Multi-Arm Randomized Controlled Trial for Diagnostic Imaging
After highlighting the weaknesses of cohort data, Norton provides a concrete description of what a proper RCT would look like. He outlines a 3-group design: one group gets real SPECT imaging and receives customized treatment based on the results; a second gets real imaging but only standard care advice; a third undergoes a sham scan—sitting in the machine, hearing the noises, but no actual imaging—and receives standard care. This design separates the effects of (a) the imaging ritual and expectation, (b) the image itself, and (c) the personalized advice. He explains that without such a design, any observed improvement cannot be attributed to the scan because baseline group differences and placebo are unaccounted for. The sham group is critical because it tests the hypothesis that being told you had a "super duper special imaging" is what drives improvement, not the scan or the tailored advice.

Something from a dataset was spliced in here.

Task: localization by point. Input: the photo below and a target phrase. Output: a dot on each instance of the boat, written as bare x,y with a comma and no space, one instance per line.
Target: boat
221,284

Randomization ensures groups are statistically equivalent at baseline so that outcome differences reflect the intervention. Blinding (sham) prevents expectation bias, which is especially potent for subjective mental health outcomes and can mimic drug-level effects. Comparing tailored advice vs standard care within the real-imaging arm tests whether the scan adds useful information beyond standard practice.
What you would typically do, this could be where you have two groups or even four groups. ... basically, you're putting them in the apparatus and everything, but you're not actually doing any imaging. And then you are giving them standard of care. So, I guess it'd be three groups. And that is going to reduce bias.